Mr. Potter is a somewhat scatter-brained house painter living in Stillwater. What I said to my kids when we read this was that I thought Stillwater was like Springfield, common enough for everyone to relate to but not in any particular state, though I knew there was one in Oklahoma. My friends in the Wiki kingdom, though, claim the town is in Minnesota. I’ve no reason to understand why they believe that, the state is never mentioned in the book. So beware the authority of all online oracles and go look for yourself.

I said scatter-brained and that may be unfair. He might be, in his own daydreaming way, a nascent genius. He’s certainly responsible for the still-popular interior design trick of painting one wall a different color, though in his case it seems more a matter of mistake than intent. He’d much rather be lost in the books of polar exploration he spends his free time immersed in.

When we meet him, Mr.Popper is about to settle in for a long winter with his books. It turns out that house painting is a seasonal business and that each year comes with a built-in 6-month sabbatical. Here’s my proof that a story can transcend time: my 9-year old son, upon hearing Mrs. Popper say that money was tight and they’d just have to eat more beans to make ends meet, almost burst into tears. It probably helped that the Popper children, Bill and Janie, are close to his age.

There were plenty of penguins in my own childhood, of course.

Mr. Popper no sooner settles in for his winter routine than when, in a radio address from the South Pole, Admiral Drake calls him out and tells him to look for a surprise. It soon arrives: an Emperor penguin immediately christened Captain Cook after the explorer.

The bird turns the household upside down. Accommodations–costly accommodations–are made. But the bird also attracts attention. Then his spirit and health seem to flag. Mr. Popper contacts an expert at an aquarium. The response comes in two parts: a statement of not knowing what the problem is and delivery of a female penguin who is also ailing. Now the Poppers have two birds and money is even tighter.

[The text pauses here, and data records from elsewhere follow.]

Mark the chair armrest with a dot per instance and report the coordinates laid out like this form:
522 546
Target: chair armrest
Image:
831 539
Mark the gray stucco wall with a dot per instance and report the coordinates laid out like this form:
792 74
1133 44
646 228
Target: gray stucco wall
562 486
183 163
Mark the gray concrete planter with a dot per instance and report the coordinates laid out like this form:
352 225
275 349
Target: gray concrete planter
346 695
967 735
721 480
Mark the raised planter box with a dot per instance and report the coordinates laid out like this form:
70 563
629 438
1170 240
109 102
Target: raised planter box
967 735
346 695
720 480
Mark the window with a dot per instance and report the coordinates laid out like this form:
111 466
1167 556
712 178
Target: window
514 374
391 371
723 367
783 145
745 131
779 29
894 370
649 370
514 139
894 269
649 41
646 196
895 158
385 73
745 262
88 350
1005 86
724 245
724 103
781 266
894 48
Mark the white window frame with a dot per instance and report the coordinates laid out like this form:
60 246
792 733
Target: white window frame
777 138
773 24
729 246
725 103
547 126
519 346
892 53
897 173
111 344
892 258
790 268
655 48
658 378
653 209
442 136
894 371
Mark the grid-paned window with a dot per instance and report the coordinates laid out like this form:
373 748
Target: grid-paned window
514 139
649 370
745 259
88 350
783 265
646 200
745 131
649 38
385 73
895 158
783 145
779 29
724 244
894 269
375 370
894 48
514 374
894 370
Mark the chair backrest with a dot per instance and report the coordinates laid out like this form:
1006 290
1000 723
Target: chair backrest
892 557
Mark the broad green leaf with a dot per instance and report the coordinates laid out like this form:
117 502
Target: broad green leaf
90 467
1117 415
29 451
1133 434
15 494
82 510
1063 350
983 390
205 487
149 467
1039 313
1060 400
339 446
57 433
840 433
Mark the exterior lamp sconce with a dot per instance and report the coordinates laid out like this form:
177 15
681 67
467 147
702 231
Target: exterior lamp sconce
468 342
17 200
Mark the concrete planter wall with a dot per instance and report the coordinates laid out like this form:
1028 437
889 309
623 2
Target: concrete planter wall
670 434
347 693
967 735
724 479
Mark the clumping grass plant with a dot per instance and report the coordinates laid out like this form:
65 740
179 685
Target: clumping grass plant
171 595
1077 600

But wait, there’s more, much more! Greta, as they quickly christen the new arrival, perks up, then just as quickly flags. But this isn’t ennui; it’s pregnancy. And Greta–an exceptional bird–lays ten eggs. Soon enough the Popper’s have a dozen penguins, each with its name painted on its back so they can be identified. They also have a frozen and flooded basement where the birds romp and, eventually, pick up a trick or two.

Habits of dress like this led the Blues Brothers to call nuns penguins.

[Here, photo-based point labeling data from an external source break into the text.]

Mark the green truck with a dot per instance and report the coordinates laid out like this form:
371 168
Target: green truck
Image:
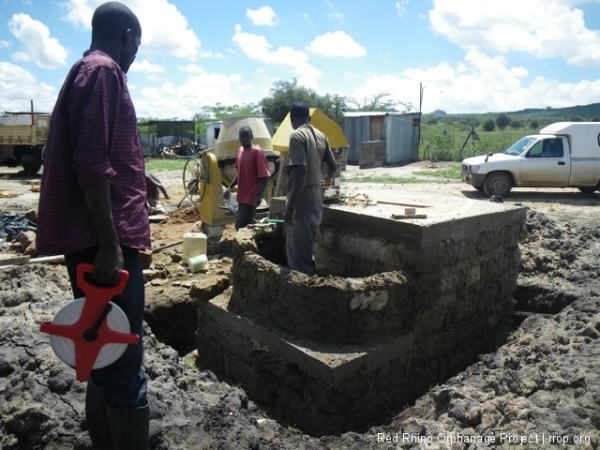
22 139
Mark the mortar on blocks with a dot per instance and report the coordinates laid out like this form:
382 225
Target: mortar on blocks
395 308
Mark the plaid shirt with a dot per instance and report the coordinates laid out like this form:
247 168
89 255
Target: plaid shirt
93 136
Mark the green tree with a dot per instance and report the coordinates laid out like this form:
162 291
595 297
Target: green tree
502 121
284 93
376 102
489 125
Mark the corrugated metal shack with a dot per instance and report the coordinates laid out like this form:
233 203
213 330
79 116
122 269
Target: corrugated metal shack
378 138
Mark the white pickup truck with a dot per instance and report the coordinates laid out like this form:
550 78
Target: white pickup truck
564 154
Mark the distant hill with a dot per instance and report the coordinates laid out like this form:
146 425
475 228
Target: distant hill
584 113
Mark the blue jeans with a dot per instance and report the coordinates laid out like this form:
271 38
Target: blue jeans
301 238
123 383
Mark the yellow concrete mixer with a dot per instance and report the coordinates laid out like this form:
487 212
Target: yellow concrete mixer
206 178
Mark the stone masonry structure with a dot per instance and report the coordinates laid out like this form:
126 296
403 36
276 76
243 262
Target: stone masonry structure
396 308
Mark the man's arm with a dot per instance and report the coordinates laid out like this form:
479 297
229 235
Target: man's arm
299 175
109 260
331 166
227 192
263 185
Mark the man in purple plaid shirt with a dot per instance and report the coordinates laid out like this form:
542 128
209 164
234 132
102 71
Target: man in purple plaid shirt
93 209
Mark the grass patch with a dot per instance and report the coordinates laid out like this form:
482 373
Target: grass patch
165 164
452 172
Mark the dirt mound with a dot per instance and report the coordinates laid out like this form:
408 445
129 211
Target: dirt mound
188 214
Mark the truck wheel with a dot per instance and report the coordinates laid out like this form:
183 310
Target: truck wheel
497 183
31 168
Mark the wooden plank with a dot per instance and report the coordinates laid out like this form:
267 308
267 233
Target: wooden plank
404 204
162 247
48 259
5 261
409 216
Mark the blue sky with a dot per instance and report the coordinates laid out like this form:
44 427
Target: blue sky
471 56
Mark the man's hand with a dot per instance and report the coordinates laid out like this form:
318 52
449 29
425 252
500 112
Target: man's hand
108 265
289 217
153 185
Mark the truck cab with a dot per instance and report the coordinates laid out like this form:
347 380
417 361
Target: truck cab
548 159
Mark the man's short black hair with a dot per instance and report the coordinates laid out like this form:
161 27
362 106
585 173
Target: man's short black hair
299 110
112 19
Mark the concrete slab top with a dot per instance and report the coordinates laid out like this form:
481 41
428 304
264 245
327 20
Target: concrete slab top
393 204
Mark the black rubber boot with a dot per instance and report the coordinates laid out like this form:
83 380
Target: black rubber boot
129 427
95 417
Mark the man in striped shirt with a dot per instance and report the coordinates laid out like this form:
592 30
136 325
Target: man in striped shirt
93 209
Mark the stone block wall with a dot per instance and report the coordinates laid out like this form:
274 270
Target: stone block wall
396 308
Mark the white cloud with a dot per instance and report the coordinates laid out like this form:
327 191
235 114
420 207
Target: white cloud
401 7
146 66
165 31
478 84
336 44
544 29
211 54
37 45
263 16
18 87
258 48
186 99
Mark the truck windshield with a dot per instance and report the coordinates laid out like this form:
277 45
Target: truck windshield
520 146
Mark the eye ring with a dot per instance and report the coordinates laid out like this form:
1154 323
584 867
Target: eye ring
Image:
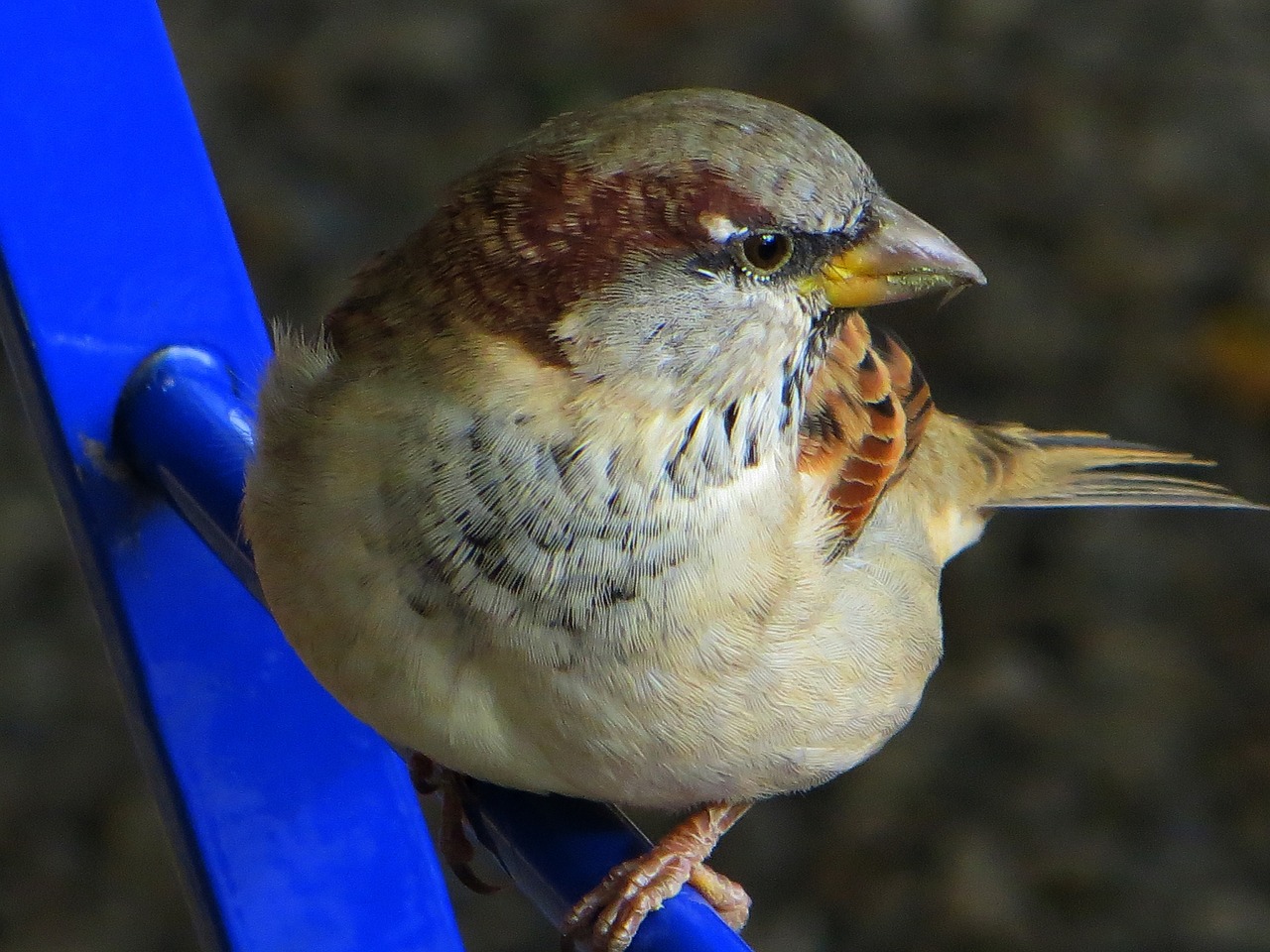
765 253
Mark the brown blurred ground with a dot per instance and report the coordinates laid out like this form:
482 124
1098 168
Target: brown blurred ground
1091 767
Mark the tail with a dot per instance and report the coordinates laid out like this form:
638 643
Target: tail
1028 467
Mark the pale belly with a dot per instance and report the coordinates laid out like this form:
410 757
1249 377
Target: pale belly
662 652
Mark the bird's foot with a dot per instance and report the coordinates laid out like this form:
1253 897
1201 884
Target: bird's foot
607 918
454 839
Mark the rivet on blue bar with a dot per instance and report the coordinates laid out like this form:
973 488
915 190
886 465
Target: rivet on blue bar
136 340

It’s those tricks that save the day. The Popper Penguins become a vaudeville act, signed at a movie-star like salary of $5,000 a week. That’s a lot of money even today; in the depths of economic misery, it must have seemed astronomical.

The money solves many problems, but it creates new ones. The act pays its own expenses. Traveling, feeding and bedding down a dozen squawking birds is neither easy nor cheap. Worse, as temperatures begin to rise the birds begin to fail. What to do?

Enter Admiral Drake, back from the South Pole. He has a proposition for Mr. Popper. So, too, does Mr. Greenbaum, a Hollywood producer who’s approached the vaudeville promoter with a film deal. Mr. Popper must choose: say goodbye to his beloved birds, who will seed the first arctic colony of penguins, or hit the show biz big time. (One glory of kid’s books: you can ignore that both these choices are wildly improbable and prone to failure.)

You should read the book to find out what choice Mr. Popper makes. My kids understood it and, seeing as how this was for them (which is what I always tell myself when it’s really for me), that’s what counts.